Publication: mercredi 5 mai 2021 13:50

À Ferraz, c’est clair. Isabel Díaz Ayuso est devenue la numéro 1 du PP, reléguant Pablo Casado à l’arrière-plan. Bien qu’ils considèrent que le discours du président par intérim ne pénétrerait pas dans toute l’Espagne, les résultats des élections de Madrid ne peuvent donc pas être extrapolés au niveau national.

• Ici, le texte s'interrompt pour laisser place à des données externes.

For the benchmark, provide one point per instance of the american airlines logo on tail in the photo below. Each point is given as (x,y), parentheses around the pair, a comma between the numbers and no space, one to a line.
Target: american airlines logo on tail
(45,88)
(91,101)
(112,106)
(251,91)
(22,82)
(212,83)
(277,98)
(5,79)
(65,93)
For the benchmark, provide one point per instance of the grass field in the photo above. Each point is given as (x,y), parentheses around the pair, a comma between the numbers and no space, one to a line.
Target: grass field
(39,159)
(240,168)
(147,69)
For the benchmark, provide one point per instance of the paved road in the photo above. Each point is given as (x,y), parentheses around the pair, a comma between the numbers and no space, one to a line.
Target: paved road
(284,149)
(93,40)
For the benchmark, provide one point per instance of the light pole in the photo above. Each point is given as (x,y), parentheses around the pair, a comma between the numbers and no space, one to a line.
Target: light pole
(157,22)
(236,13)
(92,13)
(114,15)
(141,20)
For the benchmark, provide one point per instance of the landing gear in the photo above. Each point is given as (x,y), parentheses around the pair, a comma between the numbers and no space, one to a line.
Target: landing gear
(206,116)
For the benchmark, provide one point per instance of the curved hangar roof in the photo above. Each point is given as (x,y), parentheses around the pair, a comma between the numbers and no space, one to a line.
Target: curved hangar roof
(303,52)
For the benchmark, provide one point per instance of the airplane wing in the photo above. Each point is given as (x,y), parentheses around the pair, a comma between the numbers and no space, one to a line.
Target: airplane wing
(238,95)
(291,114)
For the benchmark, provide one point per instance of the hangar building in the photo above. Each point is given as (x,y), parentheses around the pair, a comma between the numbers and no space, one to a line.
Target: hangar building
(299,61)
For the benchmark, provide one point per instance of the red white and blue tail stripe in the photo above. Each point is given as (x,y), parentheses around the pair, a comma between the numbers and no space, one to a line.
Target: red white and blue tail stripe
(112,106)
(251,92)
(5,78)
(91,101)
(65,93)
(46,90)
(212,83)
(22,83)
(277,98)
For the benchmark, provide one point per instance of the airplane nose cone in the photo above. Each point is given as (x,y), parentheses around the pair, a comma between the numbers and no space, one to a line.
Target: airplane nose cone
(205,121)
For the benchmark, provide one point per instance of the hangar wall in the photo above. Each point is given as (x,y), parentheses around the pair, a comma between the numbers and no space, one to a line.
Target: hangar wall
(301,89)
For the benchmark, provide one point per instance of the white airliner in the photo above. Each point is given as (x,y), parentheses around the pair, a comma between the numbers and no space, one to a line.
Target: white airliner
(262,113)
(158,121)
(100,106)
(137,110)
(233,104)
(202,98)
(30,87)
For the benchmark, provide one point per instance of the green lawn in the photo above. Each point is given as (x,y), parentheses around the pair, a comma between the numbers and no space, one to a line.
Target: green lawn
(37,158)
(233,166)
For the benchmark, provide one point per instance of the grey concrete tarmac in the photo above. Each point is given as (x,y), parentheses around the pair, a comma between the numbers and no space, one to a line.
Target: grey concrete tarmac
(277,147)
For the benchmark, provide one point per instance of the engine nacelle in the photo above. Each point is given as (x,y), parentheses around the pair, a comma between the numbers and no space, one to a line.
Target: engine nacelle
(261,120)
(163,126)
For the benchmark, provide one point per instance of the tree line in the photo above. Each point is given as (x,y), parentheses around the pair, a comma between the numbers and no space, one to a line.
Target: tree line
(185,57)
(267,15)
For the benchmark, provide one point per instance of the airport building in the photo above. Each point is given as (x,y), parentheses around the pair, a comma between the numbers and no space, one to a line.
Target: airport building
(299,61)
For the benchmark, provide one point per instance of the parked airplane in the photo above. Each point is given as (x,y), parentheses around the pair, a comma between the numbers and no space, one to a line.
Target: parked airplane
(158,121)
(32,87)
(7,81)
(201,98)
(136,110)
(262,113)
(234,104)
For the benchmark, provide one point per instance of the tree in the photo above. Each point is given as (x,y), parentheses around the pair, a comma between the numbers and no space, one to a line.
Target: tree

“Pablo Casado est le numéro deux du PP et a permis à Ayuso de prendre le discours et le contenu le plus radical de la droite espagnole”, a déclaré Carmen Calvo après avoir été interrogée sur les résultats. En outre, le secrétaire à l’égalité du PSOE et vice-président du gouvernement a déclaré que dans cette campagne “des choses inintelligibles et grotesques ont été entendues pour ce pays”.

Ils reconnaissent que les résultats du PSOE n’ont pas été bons. Et c’est que Gabilondo a perdu 13 sièges par rapport aux élections de 2019, ce qui l’a conduit à passer de la première force à la troisième place derrière Más Madrid. En fait, les sources socialistes n’excluent pas que leur candidat démissionne dans les prochaines heures.

“Casado est le numéro deux du PP et a permis à Ayuso de prendre le discours et le contenu le plus radical de la droite espagnole”

“Il y a un millier de facteurs pour lesquels nous avons échoué. Nous ne devons pas chercher un seul coupable, mais ouvrir une réflexion profonde. À Madrid, on a pris pour acquis qu’Ayuso a gagné et les électeurs ont essayé d’autres options à gauche”, soulignent-ils. hors de Ferraz à cet égard.

Malgré tout, au PSOE, ils défendent que ces données ne peuvent pas être extrapolées au niveau national, tout comme les résultats pour l’Andalousie et la Catalogne n’étaient pas significatifs. Justement, ils estiment que “ni Casado n’était aussi mort lors de la dernière rencontre du PP” aux élections catalanes “ni n’est-il si vivant maintenant”.

À cet égard, Carmen Calvo a rappelé que si “Madrid compte et que tout a une signification, le reste de l’Espagne existe et il est opportun que nous commencions à respecter la diversité territoriale”.

Dans le même esprit, Teresa Ribera, la quatrième vice-présidente de l’exécutif, a pris la parole, qui a demandé que les résultats soient “contextualisés” car à Madrid “le PP est au pouvoir depuis 26 ans” et les données ne peuvent pas être “extrapolées”. .

Ils répondent ainsi à un PP qui a entériné la victoire d’Ayuso et qui considère que le président par intérim de Madrid peut être le tremplin de Casado pour expulser Sánchez de la Moncloa.